Asset Disputes over Shares and Capital Contributions in Family-Owned Companies in Vietnam

Ownership and management rights over shares or capital contributions in family-owned companies often carry both emotional and financial value — a key reason why asset disputes in this context are more complex than typical corporate disputes. This article explains how courts and relevant authorities in Vietnam determine, protect, and divide shares and capital contributions within family businesses, highlighting the latest legal updates and practical approaches.

1. Legal nature of shares and capital contributions in family-owned companies

Shares (in joint-stock companies) or capital contributions (in limited liability companies) are assets with economic value. They can be owned, contributed, transferred, mortgaged, or disputed by individuals and legal entities. When disputes arise in family-owned companies, courts examine legal grounds under the Law on Enterprises (provisions on membership rights, transfer conditions, and procedures for changing ownership), as well as evidence proving the origin of the capital and internal agreements between members. These principles are applied in line with current enterprise legislation.

2. Common types of disputes

  • Disputes among family members over who is the actual owner of certain shares/capital contributions.

  • Disputes arising from the transfer of shares without notice or without complying with the company’s charter (e.g., priority rights, transfer conditions).

  • Disputes when shares/capital contributions form part of marital property and the couple subsequently divorces.

  • Disputes arising from unfulfilled or canceled internal investment or capital contribution agreements. Recent case law has clarified how courts address these transactions, the burden of proof, and their legal consequences.
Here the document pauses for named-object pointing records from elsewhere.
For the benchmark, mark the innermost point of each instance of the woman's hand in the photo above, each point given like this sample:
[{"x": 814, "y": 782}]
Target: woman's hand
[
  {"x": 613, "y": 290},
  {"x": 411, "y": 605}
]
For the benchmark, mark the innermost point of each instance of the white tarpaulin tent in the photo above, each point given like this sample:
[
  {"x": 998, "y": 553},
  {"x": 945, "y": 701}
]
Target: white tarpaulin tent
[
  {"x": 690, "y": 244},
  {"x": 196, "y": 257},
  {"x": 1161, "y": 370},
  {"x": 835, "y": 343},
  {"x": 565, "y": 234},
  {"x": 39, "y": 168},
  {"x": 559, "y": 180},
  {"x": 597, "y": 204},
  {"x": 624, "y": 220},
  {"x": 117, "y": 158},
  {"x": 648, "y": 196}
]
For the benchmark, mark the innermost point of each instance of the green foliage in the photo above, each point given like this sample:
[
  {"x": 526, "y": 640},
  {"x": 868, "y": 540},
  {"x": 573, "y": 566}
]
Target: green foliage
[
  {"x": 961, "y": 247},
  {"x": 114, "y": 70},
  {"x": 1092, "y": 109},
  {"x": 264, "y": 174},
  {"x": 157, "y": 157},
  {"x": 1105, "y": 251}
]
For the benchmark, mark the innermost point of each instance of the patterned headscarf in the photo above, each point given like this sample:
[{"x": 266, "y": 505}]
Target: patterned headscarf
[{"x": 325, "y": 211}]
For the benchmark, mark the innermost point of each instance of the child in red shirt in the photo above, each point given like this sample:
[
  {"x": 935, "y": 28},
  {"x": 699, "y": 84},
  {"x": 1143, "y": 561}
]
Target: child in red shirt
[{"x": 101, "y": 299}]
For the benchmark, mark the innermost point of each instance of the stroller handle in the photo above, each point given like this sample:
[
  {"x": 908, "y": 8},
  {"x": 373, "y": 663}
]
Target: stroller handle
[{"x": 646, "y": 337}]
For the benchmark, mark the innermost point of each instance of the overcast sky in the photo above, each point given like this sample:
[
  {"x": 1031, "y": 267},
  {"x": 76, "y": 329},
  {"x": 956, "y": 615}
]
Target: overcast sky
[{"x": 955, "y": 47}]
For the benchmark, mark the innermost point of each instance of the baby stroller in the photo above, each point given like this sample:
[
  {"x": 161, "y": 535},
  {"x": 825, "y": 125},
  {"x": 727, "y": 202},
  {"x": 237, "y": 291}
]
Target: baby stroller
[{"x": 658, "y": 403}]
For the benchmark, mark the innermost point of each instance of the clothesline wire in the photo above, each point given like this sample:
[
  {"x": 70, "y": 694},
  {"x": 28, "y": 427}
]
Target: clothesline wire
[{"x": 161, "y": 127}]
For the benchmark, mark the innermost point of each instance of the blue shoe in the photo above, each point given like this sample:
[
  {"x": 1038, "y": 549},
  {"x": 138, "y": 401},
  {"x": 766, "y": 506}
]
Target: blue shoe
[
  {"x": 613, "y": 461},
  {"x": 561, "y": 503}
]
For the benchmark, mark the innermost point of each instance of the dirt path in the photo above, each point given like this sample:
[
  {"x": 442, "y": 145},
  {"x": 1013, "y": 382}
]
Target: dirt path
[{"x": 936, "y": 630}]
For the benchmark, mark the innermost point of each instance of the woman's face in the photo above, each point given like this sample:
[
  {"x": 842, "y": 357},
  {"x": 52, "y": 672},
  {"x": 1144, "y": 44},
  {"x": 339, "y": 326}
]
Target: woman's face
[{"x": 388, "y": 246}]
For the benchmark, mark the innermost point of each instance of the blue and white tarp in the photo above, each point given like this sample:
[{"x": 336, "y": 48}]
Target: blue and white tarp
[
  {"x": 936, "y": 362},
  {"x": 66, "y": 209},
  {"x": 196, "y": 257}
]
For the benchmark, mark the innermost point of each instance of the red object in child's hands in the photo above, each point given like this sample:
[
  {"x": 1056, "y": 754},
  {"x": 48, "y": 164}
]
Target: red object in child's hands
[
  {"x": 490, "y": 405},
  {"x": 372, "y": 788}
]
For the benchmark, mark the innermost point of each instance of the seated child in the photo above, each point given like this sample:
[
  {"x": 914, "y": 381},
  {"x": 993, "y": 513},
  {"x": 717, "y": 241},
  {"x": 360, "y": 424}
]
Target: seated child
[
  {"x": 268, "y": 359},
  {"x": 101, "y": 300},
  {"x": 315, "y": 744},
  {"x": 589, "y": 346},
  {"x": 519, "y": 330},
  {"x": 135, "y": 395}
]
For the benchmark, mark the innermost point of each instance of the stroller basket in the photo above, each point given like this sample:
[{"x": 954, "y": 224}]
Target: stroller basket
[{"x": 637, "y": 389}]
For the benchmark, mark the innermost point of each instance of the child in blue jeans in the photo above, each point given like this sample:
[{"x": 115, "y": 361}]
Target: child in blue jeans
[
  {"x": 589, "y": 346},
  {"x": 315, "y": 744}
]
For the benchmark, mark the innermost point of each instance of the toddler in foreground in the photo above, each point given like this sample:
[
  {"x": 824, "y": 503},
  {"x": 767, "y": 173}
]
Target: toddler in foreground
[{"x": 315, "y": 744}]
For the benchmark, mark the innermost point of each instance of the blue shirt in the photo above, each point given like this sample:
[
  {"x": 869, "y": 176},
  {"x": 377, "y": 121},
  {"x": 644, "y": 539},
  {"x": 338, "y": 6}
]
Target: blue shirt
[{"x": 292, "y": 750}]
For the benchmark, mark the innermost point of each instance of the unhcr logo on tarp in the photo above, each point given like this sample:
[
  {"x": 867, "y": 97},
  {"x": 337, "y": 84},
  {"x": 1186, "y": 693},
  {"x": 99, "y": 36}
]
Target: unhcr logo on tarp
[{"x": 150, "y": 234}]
3. Shares and capital contributions as marital property — division upon divorce

When shares or capital contributions are determined to be marital property, division must first be based on the spouses’ mutual agreement. If no agreement is reached, the court will divide them based on the actual value of the shares at the time of division, considering factors such as each party’s contribution, circumstances, and the lawful interests of the children. Conversion of shares into cash or transfer of shares according to the company’s charter are viable solutions. Recent guidelines and case law emphasize prioritizing mediation, though courts still retain the authority to enforce necessary procedures to safeguard spousal rights.

4. Procedures and evidence typically examined by the court

When initiating a lawsuit over shares/capital contributions, the claimant should prepare:

  • Documents proving the source of capital (capital contribution agreements, transfer receipts, meeting minutes, capital contribution decisions).

  • The company charter, enterprise registration certificates, and meeting minutes relating to the transfer or withdrawal of shares.

  • Evidence of transfer (transfer contracts, documents on changes of membership, notices sent to the company).

  • Valuation reports (if requesting conversion of shares into money), financial statements, and accounting records.

Recent appellate and high court rulings have clarified criteria for evaluating evidence in member transactions, even establishing precedents in cases where transfers were made by individuals not yet officially recognized as members. Proper collection of evidence is often decisive in securing rights.

5. Transfer restrictions and preemptive rights — key issues in family companies

Many family-owned companies include strict transfer conditions in their charters (such as preemptive rights for existing members, advance notice requirements, or approval conditions). If transfers do not comply with the charter, the transaction may be invalidated, with courts even ordering the annulment of related enterprise registration. Accordingly, when resolving disputes, courts usually compare transfer actions against the company charter and the Law on Enterprises.

6. Dispute resolution pathways: negotiation — mediation — arbitration — court

The primary priority remains internal agreements, negotiation, or mediation. If the parties have agreed to arbitration in their capital contribution contracts, disputes may be referred to commercial arbitration. If resolution fails, litigation before a competent court becomes the final option. Recent case law shows that courts increasingly recognize complex transactions between members and third parties, while carefully reviewing compliance with registration procedures and charter requirements.

7. Practical advice

  • Keep clear records of all capital contribution and transfer transactions (contracts, minutes, bank transfers).

  • Draft a detailed company charter specifying preemptive rights and transfer conditions to minimize internal disputes.

  • Ensure transparent share valuation (consider hiring an independent appraisal organization) when dealing with asset division or assessing legal consequences.

  • Prioritize mediation and arbitration where possible, to preserve both family relations and business continuity.

  • Stay updated on legal developments and case law — as higher court rulings and new precedents may shift judicial approaches in particular situations.